El consejo de ministros del pasado miércoles, sin embargo, dio muestras de conocer bien el rumbo, y lo ha marcado al decidirse, contra muchos pronósticos, a aumentar la contribución alemana al FEEF desde los 123.000  euros actuales a los 211.000 del fondo renovado. Con ello la Sra. Merkel se enfrenta a cierto riesgo político: el de que esta decisión gubernamental no sea aprobada por el Bundestag. El riesgo no es muy alto, sin embargo; en una cámara de 620 diputados, necesitará el 29 de septiembre, cuando la medida se ponga a votación, 311 votos para conseguir su aprobación. Pueden votar "no" (tal como están los cálculos al día de hoy) unos veinte o treinta diputados  cristianodemócratas, pero el gobierno puede contar, con mucha probabilidad, con los votos suficientes de socialdemócratas y verdes.
Los europeos quieren una Europa unida, pero no hay unión si no existe y se ejerce un poder centrípeto fuerte. La naturaleza de este poder puede ser benigna o maligna, pero no parece que el de Alemania, una nación que hasta recientemente se preciaba de ser "un poder civil", vaya a marchar sobre Europa, sobre todo cuando sus fuerzas armadas no son "contrincante" para las de Francia o Gran Bretaña. Alemania, sin embargo, posee una economía y una población muy superiores a las otras dos.

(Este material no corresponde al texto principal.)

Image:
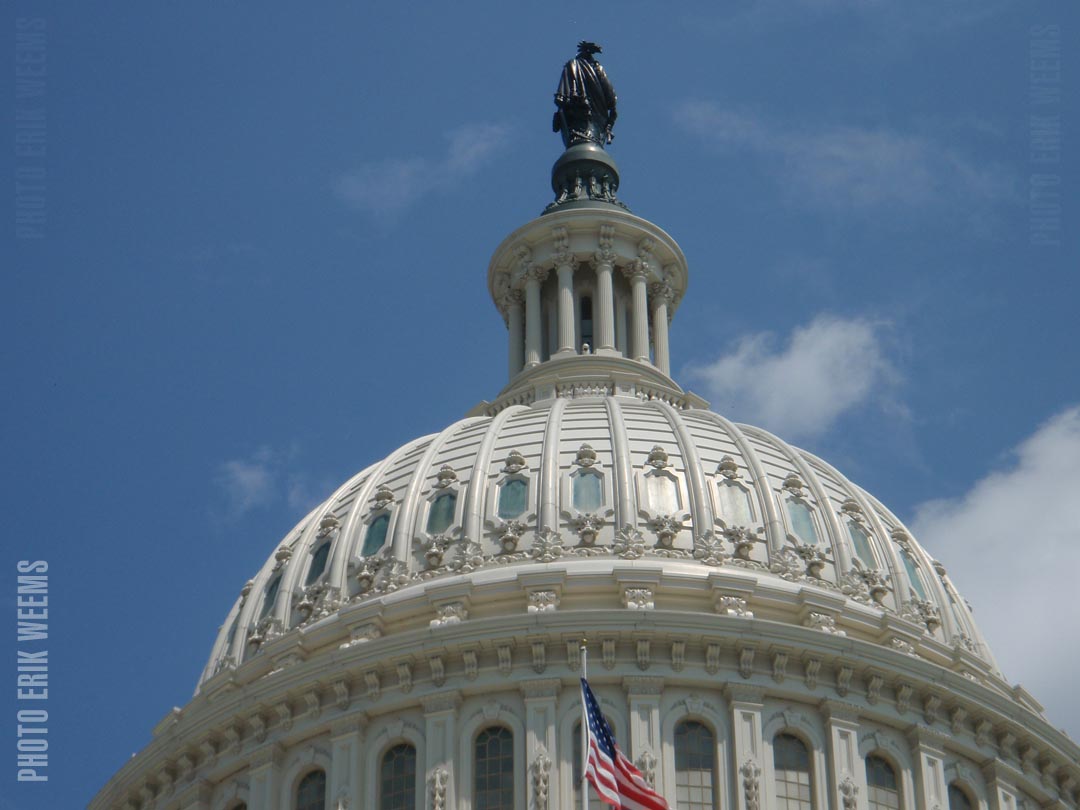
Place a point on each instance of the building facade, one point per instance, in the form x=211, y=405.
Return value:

Y no le falta ascendiente  cuando se considera que, para crear el euro, comprometió en cierta medida la solidez del marco a favor de los países menos productivos de la famosa periferia europea, léanse los países mediterráneos e Irlanda. Los beneficios de la adopción de la moneda común alcanzaron a todos, sobre todo el de la facilidad de obtener créditos a precios inusualmente bajos en los países menos avanzados de la zona. Estos países, como sabemos muy bien,  sufrieron una especie de "mal de bajura" (de los intereses, claro), y de ahí las diferentes burbujas que han estallado en Grecia, España, Portugal, Irlanda, etc.
Lo que hace posible Alemania al aumentar el Fondo es consolidar el pago de los plazos de la deuda de cada euro-país, desde una media de siete años y medio a posiblemente cuarenta, a unos intereses medios de 3,5%, muy por debajo de los 6% o 7% que hoy afligen a algunos países del sur. La garantía, además, no tendrá ya base nacional, sino europea. Es lógico, pues, que el garante final, Alemania, imponga condiciones de naturaleza política a los que gocen de la famosa "facility" crediticia, y no porque el fondo lo haya formado ella en su mayor parte, que ya hemos visto que no, sino porque su economía política ha sido tomado por todos como el patrón o standard común.
Si Alemania es tomada, como parece que va a ser, como fuerza centrípeta de la unidad europea, toda nuestra preocupación es mantener en torno a ella el juego de fuerzas necesario para mantener la maquinaria rodando y en equilibrio. Para ello, cada país debe mantener su propio peso específico, y no volver a ponerse en riesgo de perderlo, condicionado por la fuerza centrípeta.